Wednesday, November 03, 2010

Ontario's Special Investigations Unit on the job

...turning a professional blind eye to flagrant police abuse. A few examples, courtesy of the Toronto Star:
  • A grandmother is run over and killed by a recklessly-driving cop. Cleared by the SIU, no charges, but he's fined $500 under the Police Act. Another cop runs over two teenagers in a park. He, too, is exonerated by the SIU.

  • Two cops shoot a camper preparing his supper. Synchronized notes + SIU incompetence = no charges.

  • SIU clears a police officer of wrong-doing after he breaks a handcuffed suspect's jaw in two places. A judge expresses shock and throws out the case against the suspect.

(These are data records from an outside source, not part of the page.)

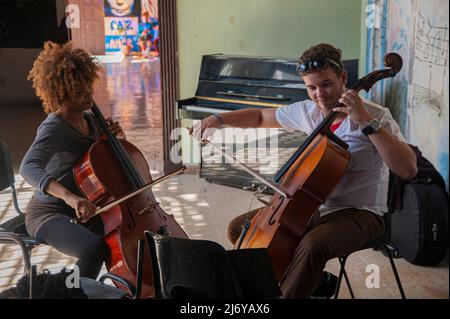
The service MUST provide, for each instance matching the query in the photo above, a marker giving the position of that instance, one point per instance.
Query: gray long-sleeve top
(56, 148)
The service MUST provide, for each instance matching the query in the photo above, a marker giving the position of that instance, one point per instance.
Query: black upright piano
(229, 82)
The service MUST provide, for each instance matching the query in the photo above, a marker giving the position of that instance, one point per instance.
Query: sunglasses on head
(316, 65)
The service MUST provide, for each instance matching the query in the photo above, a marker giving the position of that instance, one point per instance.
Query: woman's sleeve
(48, 142)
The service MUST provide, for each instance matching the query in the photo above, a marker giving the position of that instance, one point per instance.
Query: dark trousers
(78, 241)
(333, 235)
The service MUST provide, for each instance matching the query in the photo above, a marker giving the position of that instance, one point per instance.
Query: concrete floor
(129, 92)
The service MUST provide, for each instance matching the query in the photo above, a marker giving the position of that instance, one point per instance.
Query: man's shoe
(326, 287)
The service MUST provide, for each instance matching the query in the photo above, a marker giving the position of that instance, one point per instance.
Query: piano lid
(253, 81)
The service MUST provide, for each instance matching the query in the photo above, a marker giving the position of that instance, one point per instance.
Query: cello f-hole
(272, 220)
(132, 222)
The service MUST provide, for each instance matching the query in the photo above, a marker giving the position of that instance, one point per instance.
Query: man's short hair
(323, 52)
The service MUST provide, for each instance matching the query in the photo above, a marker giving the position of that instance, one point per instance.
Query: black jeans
(83, 241)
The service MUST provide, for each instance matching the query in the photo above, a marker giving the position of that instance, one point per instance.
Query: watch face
(375, 125)
(372, 127)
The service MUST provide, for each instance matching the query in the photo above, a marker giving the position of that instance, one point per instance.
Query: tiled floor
(201, 208)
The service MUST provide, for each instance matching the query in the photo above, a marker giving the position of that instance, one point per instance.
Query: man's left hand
(116, 129)
(354, 107)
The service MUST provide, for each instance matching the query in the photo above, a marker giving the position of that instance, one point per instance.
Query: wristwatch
(373, 126)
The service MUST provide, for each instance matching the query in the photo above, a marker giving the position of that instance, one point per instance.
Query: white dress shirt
(365, 183)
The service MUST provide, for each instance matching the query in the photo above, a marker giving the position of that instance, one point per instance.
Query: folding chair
(382, 243)
(13, 231)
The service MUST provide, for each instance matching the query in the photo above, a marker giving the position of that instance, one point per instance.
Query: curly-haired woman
(63, 78)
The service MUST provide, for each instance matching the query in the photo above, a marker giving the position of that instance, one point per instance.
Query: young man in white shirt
(352, 215)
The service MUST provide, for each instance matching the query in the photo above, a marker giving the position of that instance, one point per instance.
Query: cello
(304, 183)
(108, 171)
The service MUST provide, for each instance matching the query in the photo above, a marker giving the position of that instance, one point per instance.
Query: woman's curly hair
(323, 51)
(60, 73)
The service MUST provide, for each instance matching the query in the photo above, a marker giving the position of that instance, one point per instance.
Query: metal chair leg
(32, 276)
(342, 272)
(394, 270)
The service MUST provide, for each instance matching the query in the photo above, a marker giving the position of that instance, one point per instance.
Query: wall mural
(418, 97)
(122, 25)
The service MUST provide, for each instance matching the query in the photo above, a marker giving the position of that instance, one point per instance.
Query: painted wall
(418, 96)
(282, 28)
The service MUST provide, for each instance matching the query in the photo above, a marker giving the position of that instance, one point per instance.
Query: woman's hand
(116, 129)
(84, 209)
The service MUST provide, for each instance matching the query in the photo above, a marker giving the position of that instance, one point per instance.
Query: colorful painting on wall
(121, 25)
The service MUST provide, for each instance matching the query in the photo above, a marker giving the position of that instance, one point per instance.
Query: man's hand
(84, 209)
(116, 129)
(354, 107)
(203, 129)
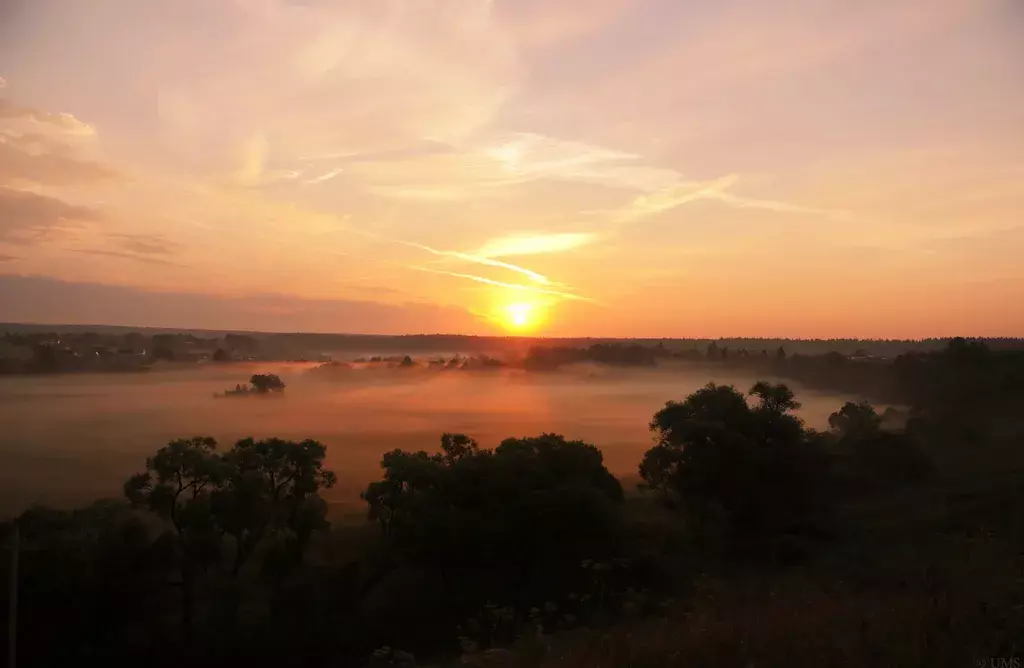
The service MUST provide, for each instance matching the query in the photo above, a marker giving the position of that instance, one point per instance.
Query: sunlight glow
(520, 317)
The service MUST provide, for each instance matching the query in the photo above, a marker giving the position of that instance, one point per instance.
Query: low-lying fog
(70, 439)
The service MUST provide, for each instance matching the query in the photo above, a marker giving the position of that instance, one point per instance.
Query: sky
(664, 168)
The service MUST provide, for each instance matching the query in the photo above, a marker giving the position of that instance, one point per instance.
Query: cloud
(534, 244)
(326, 176)
(544, 25)
(326, 78)
(501, 284)
(20, 160)
(28, 217)
(66, 123)
(467, 257)
(126, 256)
(38, 299)
(144, 244)
(45, 148)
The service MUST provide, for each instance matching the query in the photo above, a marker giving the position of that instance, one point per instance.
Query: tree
(871, 456)
(496, 523)
(163, 352)
(272, 486)
(177, 487)
(755, 472)
(855, 420)
(265, 383)
(774, 399)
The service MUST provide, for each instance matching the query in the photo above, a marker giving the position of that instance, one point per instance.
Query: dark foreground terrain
(888, 539)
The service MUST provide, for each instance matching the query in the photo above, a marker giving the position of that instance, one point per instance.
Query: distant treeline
(424, 343)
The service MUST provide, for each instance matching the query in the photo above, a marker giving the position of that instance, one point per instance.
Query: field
(70, 439)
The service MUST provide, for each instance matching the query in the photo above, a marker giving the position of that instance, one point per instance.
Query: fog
(70, 439)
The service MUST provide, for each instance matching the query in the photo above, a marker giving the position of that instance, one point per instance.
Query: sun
(520, 317)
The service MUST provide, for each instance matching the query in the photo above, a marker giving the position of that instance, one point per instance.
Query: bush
(739, 473)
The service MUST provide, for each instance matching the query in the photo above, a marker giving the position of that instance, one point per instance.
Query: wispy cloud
(150, 259)
(476, 259)
(325, 176)
(145, 244)
(28, 217)
(501, 284)
(66, 122)
(534, 244)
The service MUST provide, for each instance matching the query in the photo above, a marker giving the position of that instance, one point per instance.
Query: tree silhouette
(265, 383)
(177, 486)
(755, 472)
(271, 486)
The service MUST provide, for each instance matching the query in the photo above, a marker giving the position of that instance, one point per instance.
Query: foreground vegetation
(753, 540)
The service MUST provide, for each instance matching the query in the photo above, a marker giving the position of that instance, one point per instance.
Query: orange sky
(801, 168)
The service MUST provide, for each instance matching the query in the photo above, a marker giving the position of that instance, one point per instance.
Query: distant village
(61, 352)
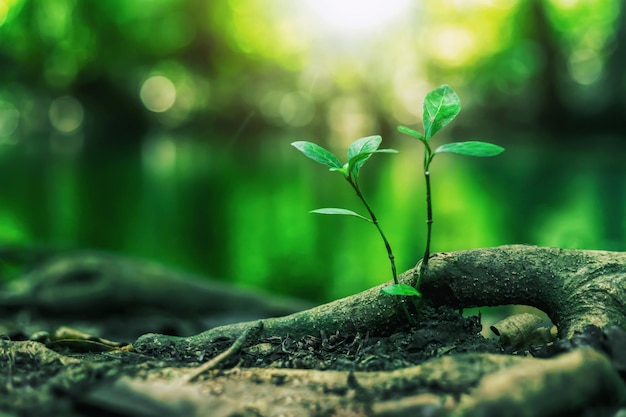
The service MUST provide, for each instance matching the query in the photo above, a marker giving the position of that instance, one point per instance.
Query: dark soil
(71, 378)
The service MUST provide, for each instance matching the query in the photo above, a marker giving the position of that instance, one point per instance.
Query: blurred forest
(161, 129)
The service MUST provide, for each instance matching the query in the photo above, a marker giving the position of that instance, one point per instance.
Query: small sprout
(358, 153)
(441, 106)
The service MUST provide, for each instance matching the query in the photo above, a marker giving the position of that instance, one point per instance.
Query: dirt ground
(95, 357)
(82, 377)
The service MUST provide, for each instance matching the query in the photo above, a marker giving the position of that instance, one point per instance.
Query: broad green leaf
(357, 161)
(440, 106)
(410, 132)
(360, 150)
(343, 169)
(317, 153)
(364, 145)
(344, 212)
(401, 289)
(471, 148)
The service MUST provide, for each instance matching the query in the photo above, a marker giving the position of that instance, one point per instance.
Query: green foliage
(358, 153)
(471, 148)
(441, 106)
(345, 212)
(401, 290)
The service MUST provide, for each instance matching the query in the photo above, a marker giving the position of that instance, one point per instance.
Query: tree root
(575, 288)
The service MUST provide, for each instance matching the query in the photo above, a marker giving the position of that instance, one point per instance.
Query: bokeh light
(66, 114)
(158, 93)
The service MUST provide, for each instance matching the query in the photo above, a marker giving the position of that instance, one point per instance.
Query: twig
(232, 350)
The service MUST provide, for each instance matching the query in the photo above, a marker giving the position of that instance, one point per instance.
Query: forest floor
(55, 362)
(83, 377)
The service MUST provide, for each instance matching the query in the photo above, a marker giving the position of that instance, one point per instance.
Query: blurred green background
(161, 129)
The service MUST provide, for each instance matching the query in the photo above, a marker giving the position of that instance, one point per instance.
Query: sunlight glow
(358, 16)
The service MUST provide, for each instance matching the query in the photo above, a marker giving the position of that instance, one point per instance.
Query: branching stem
(392, 261)
(428, 157)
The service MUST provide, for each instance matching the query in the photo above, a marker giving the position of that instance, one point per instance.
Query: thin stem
(354, 185)
(421, 267)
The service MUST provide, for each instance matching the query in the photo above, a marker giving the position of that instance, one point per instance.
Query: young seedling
(441, 106)
(358, 153)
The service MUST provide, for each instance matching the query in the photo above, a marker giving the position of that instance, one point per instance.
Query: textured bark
(575, 288)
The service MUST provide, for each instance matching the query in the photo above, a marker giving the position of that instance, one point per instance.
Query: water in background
(239, 211)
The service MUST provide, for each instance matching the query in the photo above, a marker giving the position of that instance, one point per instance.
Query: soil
(55, 362)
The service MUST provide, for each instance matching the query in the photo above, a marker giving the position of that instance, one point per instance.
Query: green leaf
(364, 145)
(402, 290)
(471, 148)
(410, 132)
(359, 152)
(344, 212)
(317, 153)
(440, 106)
(356, 162)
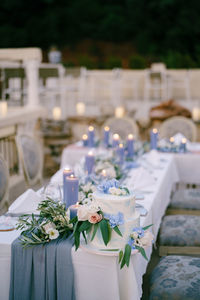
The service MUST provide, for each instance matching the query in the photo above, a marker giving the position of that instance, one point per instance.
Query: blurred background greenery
(106, 33)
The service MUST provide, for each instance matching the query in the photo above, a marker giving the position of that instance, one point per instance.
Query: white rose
(82, 213)
(48, 226)
(147, 239)
(93, 208)
(134, 235)
(53, 234)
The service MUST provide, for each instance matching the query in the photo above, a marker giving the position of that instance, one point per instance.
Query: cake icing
(112, 205)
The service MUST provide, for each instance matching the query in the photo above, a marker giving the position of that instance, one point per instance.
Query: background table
(99, 277)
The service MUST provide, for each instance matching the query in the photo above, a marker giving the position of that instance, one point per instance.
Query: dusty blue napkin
(42, 272)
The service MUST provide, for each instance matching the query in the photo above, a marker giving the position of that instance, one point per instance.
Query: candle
(183, 145)
(56, 113)
(91, 136)
(119, 112)
(66, 173)
(120, 153)
(73, 210)
(104, 173)
(89, 162)
(115, 142)
(71, 195)
(154, 138)
(130, 146)
(80, 108)
(3, 108)
(196, 114)
(85, 140)
(106, 135)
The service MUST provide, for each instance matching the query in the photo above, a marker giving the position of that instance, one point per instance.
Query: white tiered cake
(112, 205)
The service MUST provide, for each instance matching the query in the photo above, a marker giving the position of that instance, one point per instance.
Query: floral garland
(52, 222)
(90, 217)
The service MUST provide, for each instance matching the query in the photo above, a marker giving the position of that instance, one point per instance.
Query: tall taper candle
(106, 136)
(120, 153)
(115, 141)
(85, 140)
(89, 162)
(183, 145)
(71, 196)
(154, 138)
(66, 173)
(91, 136)
(130, 146)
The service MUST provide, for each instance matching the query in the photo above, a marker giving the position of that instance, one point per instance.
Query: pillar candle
(3, 108)
(183, 145)
(115, 141)
(73, 210)
(154, 138)
(130, 146)
(71, 195)
(120, 153)
(85, 140)
(106, 135)
(89, 162)
(91, 136)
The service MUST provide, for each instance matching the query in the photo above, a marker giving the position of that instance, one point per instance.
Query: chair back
(178, 124)
(4, 180)
(122, 126)
(30, 155)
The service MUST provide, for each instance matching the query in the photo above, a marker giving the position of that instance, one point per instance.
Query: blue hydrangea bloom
(139, 231)
(115, 220)
(131, 243)
(107, 184)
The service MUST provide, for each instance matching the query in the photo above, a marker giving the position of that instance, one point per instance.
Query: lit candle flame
(85, 137)
(155, 130)
(130, 136)
(184, 140)
(116, 136)
(91, 128)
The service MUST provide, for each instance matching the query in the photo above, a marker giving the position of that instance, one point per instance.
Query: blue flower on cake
(115, 220)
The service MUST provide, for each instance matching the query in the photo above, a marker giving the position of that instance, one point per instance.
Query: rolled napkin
(140, 179)
(178, 138)
(27, 203)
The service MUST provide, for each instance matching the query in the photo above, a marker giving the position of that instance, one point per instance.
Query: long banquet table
(99, 277)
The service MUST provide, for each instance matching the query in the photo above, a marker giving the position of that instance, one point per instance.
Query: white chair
(156, 82)
(122, 126)
(4, 182)
(181, 82)
(178, 124)
(31, 157)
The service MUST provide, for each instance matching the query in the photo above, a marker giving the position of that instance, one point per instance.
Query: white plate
(91, 249)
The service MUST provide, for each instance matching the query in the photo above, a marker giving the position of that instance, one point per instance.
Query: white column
(31, 67)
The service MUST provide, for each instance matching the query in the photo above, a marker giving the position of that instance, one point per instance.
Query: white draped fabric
(99, 277)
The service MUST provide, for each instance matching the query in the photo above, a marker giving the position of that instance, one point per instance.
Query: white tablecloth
(99, 277)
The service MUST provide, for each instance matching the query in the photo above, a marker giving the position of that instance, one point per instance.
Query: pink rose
(95, 218)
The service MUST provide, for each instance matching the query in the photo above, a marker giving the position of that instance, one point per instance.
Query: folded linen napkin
(139, 179)
(27, 203)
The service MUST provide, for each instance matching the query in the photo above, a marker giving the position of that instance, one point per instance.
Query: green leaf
(104, 231)
(142, 251)
(95, 227)
(127, 254)
(146, 227)
(121, 253)
(84, 226)
(116, 229)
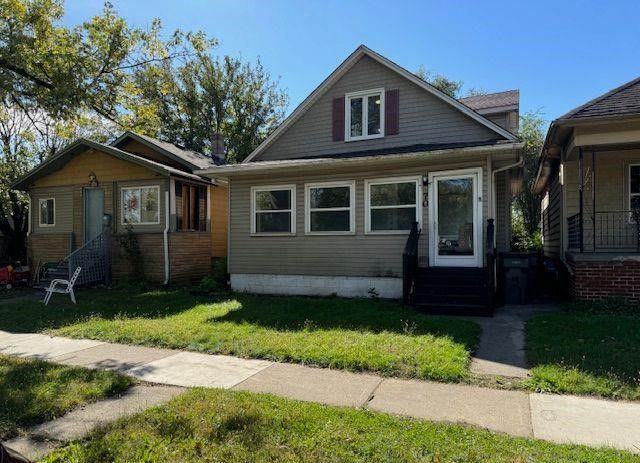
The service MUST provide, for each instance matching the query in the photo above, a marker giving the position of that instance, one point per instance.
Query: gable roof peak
(347, 64)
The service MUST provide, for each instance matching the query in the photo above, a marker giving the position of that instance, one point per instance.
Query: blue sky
(558, 53)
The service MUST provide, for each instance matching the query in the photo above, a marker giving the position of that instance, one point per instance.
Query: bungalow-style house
(133, 206)
(589, 176)
(375, 168)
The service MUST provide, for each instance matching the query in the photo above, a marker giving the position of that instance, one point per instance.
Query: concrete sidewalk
(563, 419)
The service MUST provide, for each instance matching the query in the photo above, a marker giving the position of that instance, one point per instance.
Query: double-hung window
(47, 211)
(392, 205)
(141, 205)
(364, 115)
(330, 208)
(273, 209)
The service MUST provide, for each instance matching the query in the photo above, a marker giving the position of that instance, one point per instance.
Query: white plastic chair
(68, 287)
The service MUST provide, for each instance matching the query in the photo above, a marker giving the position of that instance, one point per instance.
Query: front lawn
(33, 391)
(585, 352)
(227, 426)
(354, 334)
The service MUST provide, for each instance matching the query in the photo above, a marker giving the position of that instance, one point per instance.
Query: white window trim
(307, 206)
(365, 125)
(138, 187)
(257, 189)
(385, 181)
(46, 225)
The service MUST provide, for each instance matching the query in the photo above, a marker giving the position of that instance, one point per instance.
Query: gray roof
(58, 160)
(492, 100)
(621, 101)
(188, 158)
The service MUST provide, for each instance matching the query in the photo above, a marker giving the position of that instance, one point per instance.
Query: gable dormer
(371, 105)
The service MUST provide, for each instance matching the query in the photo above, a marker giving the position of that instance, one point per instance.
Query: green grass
(353, 334)
(585, 352)
(33, 391)
(227, 426)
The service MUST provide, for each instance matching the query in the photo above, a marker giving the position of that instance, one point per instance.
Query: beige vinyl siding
(552, 220)
(503, 212)
(424, 118)
(339, 255)
(63, 209)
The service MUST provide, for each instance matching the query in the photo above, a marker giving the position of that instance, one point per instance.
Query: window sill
(335, 233)
(368, 137)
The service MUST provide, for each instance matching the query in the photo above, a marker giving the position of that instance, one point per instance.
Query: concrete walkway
(564, 419)
(76, 424)
(501, 351)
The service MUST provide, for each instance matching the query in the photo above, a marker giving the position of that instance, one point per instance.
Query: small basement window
(191, 207)
(365, 115)
(47, 208)
(330, 208)
(391, 205)
(273, 210)
(141, 205)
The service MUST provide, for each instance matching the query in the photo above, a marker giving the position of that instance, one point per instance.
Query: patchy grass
(33, 391)
(353, 334)
(217, 425)
(585, 352)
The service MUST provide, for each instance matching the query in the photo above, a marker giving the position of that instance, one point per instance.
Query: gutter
(165, 235)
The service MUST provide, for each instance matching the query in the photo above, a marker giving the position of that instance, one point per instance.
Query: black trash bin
(517, 276)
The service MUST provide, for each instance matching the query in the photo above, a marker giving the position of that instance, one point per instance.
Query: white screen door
(455, 212)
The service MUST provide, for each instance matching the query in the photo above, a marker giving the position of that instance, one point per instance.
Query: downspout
(166, 239)
(494, 203)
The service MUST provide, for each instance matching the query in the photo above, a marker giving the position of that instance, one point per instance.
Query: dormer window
(365, 115)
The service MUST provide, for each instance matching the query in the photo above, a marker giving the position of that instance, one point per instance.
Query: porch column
(581, 198)
(593, 197)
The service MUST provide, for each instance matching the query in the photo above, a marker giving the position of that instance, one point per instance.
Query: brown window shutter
(392, 112)
(338, 119)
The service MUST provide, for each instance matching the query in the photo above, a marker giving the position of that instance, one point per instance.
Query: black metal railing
(604, 231)
(410, 264)
(491, 263)
(95, 259)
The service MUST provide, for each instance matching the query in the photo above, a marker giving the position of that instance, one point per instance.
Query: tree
(526, 203)
(66, 71)
(441, 82)
(199, 100)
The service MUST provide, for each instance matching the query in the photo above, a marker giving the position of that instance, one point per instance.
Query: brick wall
(594, 280)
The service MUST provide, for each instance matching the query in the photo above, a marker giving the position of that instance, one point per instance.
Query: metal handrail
(410, 264)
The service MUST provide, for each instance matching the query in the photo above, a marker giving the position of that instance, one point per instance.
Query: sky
(560, 54)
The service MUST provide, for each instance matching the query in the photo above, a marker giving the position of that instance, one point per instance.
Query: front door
(93, 212)
(455, 211)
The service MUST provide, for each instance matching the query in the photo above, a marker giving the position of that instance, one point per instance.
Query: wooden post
(581, 198)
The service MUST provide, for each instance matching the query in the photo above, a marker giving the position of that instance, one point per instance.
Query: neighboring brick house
(326, 204)
(89, 192)
(589, 176)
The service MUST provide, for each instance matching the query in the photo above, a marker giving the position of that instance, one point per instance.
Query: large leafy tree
(526, 203)
(201, 100)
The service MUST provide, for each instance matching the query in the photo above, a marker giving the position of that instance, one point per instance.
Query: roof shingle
(492, 100)
(621, 101)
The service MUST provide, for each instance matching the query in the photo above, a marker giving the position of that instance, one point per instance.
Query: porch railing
(95, 259)
(604, 231)
(410, 264)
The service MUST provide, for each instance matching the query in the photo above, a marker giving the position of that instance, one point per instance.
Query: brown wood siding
(47, 248)
(190, 256)
(341, 255)
(152, 248)
(219, 220)
(423, 118)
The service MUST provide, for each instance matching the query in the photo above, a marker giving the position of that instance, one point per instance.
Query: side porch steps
(452, 291)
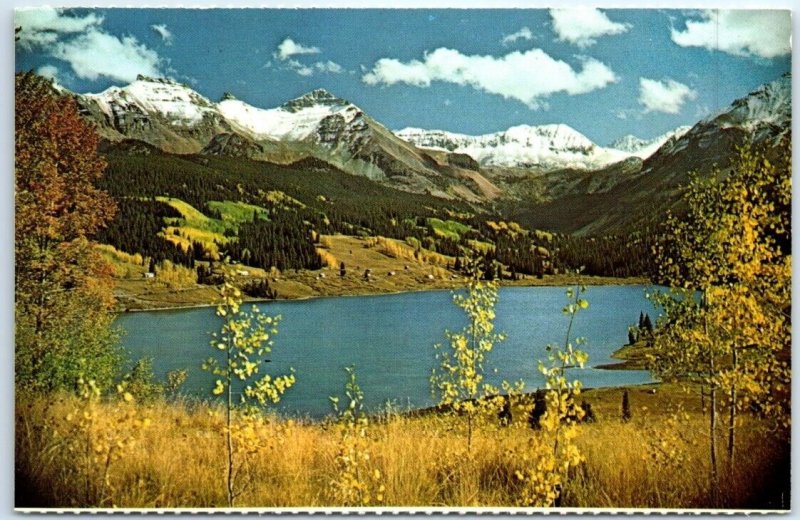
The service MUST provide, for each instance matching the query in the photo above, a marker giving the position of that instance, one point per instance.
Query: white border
(7, 259)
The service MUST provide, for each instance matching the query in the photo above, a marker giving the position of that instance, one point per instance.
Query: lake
(390, 338)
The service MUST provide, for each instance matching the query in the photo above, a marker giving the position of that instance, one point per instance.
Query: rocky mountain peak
(317, 97)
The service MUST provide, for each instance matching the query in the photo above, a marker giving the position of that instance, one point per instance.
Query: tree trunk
(732, 420)
(228, 429)
(712, 398)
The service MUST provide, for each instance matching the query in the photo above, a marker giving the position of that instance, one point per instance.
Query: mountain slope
(177, 119)
(545, 147)
(644, 148)
(761, 119)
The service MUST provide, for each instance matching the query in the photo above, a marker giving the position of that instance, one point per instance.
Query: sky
(604, 72)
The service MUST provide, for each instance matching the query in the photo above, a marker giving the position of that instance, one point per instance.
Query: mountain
(644, 148)
(177, 119)
(545, 147)
(548, 176)
(161, 112)
(761, 119)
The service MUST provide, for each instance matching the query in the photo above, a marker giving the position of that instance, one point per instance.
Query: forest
(310, 198)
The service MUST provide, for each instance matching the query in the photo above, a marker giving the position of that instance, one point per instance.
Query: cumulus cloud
(328, 66)
(48, 71)
(525, 76)
(523, 34)
(582, 25)
(44, 25)
(324, 67)
(762, 34)
(161, 30)
(664, 96)
(96, 53)
(289, 47)
(84, 45)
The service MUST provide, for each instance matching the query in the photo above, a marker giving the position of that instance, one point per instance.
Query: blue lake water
(390, 338)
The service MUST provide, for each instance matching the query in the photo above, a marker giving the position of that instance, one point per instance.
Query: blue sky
(606, 73)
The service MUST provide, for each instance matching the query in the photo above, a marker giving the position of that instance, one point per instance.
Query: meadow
(171, 454)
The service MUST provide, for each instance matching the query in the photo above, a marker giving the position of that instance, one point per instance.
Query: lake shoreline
(548, 281)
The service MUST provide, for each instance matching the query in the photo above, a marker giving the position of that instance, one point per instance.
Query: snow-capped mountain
(770, 105)
(761, 119)
(177, 119)
(546, 147)
(644, 148)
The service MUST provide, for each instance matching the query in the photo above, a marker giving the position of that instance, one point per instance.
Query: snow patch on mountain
(171, 100)
(644, 148)
(281, 124)
(546, 146)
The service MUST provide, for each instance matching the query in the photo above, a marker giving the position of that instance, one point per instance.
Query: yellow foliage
(175, 276)
(327, 257)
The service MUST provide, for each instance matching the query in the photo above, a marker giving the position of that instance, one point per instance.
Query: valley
(292, 192)
(373, 260)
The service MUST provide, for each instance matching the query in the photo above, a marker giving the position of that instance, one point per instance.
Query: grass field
(658, 459)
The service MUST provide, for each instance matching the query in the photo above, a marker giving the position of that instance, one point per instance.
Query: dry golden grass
(655, 460)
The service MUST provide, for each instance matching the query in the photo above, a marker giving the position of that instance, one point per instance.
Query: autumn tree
(63, 288)
(459, 380)
(726, 322)
(245, 340)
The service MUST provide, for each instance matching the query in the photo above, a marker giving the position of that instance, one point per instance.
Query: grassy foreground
(171, 454)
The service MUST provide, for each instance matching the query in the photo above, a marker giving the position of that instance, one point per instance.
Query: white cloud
(525, 76)
(161, 30)
(289, 47)
(664, 96)
(762, 34)
(48, 71)
(96, 53)
(581, 25)
(43, 26)
(329, 67)
(523, 34)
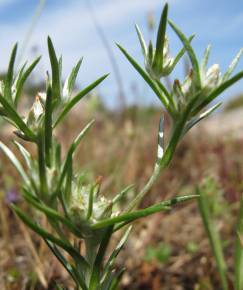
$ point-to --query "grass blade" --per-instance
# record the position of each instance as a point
(147, 78)
(45, 235)
(158, 57)
(23, 78)
(232, 66)
(48, 125)
(217, 92)
(213, 237)
(190, 52)
(56, 82)
(13, 115)
(239, 250)
(77, 98)
(9, 77)
(141, 40)
(70, 81)
(15, 162)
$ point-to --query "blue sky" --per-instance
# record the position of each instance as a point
(69, 24)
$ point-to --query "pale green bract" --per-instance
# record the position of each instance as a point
(76, 211)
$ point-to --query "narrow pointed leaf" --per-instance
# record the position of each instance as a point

  • A slightly-built chartered accountant is pulled over for an expired licence sticker--and a cop breaks his arm. The officer leaves his victim by the road, saying he was lucky he didn't get worse. The SIU clears the officers involved.

  • An officer shoots dead a man approaching her armed with a plastic lawnchair. She gets a pass from the SIU.
As I noted in an earlier post, police in Ontario have been free for some time to assault and even kill ordinary citizens with impunity. The SIU can be counted upon to sit on their thumbs. Could the G20 police rampage a few months ago be seen as the inevitable result, at least in part, of the unwillingness of this "watchdog" to make police officers accountable for their actions?

UPDATE: And the societal sickness of police impunity is not, by any means, confined to Ontario. Not by a long shot.